Die Lösung der Rätsel ergibt sich bei folgender Einteilung: „Spätestens seit Ende der Sechziger ist der Begriff der Emanzipation die Monstranz in der Prozession aller rechtgläubigen Pädagogen und Soziologen. In schulischen Richtlinien findet er sich bei der Formulierung von Erziehungszielen unangefochten auf den oberen Rängen. / Daß er mit der Heilsbringermentalität eines pädagogischen Gesalbten unvereinbar ist, wird dabei regelmäßig übersehen. Von höherer Weisheit getrieben und ausgestattet mit den Werkzeugen ausgeklügelter Didaktik und Methodik, sind wir Lehrer nämlich eher geneigt, zu konditionieren als loszulassen, zu bearbeiten als arbeiten zu lassen, zu belehren als lernen zu lassen. / Dazu zwei Beispiele.“ Dann zeichnet die „Heilsbringermentalität eines pädagogischen Gesalbten“ den normalen („guten“) Lehrer aus, der eben das Wesentliche falsch macht; dessen Mentalität ist jedoch mit der von den „fortschrittlichen“ Lehrern propagierten „Emanzipation“ der Schüler nicht vereinbar. – Diese Gliederung war wegen des Wechsels vom Singular (des pädagogischen Gesalbten) zum Plural „wir Lehrer“ nicht leicht zu erkennen; sie ist jedoch die einzig mögliche, die einen Gedankengang ergibt – den Widerspruch zwischen der allüberall gelobten Emanzipation und dem Selbstbewusstsein der pädagogisch (belehrend) agierenden Lehrer.
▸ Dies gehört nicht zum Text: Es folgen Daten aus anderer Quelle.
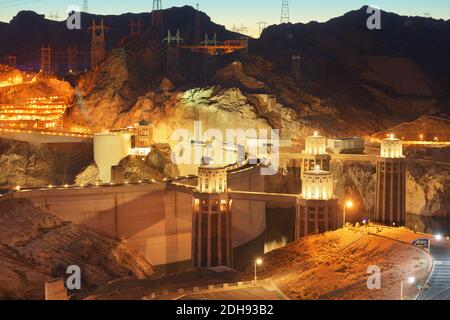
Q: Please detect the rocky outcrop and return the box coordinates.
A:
[0,72,73,103]
[64,49,136,131]
[330,158,449,218]
[0,64,23,87]
[119,144,179,183]
[75,164,100,185]
[406,162,450,217]
[331,160,377,215]
[0,199,154,299]
[214,61,268,92]
[75,144,179,184]
[0,138,92,188]
[372,116,450,141]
So, und jetzt kommt die Preisfrage: Soll man sagen, dieser Absatz bestehe aus drei Sinnabschnitten? Ich meine, man sagte besser, er bestehe aus drei Gedankenschritten oder zwei Gedanken und einer überleitenden Floskel: „Dazu zwei Beispiele“ möchte ich als isolierte Floskel keinen Sinnabschnitt nennen; anderseits gehört sie nicht mehr zum vorhergehenden Gedanken.
Wenn man zusammenfasst, was sich zum Thema Sinnabschnitt bisher ergeben hat, könnte man sagen: Ein Sinnabschnitt ist ein Erzählschritt (in Erzähltexten) oder ein Gedankenschritt (in argumentierenden Texten).
Offen ist jedoch, ob man die Größe Sinnabschnitt oberhalb (wie bei den Erzählungen) oder unterhalb der Ebene der Absätze (wie hier bei Mahlmanns Aufsatz) ansetzen soll; erst wenn das geklärt = entschieden wäre, könnte man versuchen, den Begriff Sinnabschnitt weiter zu präzisieren.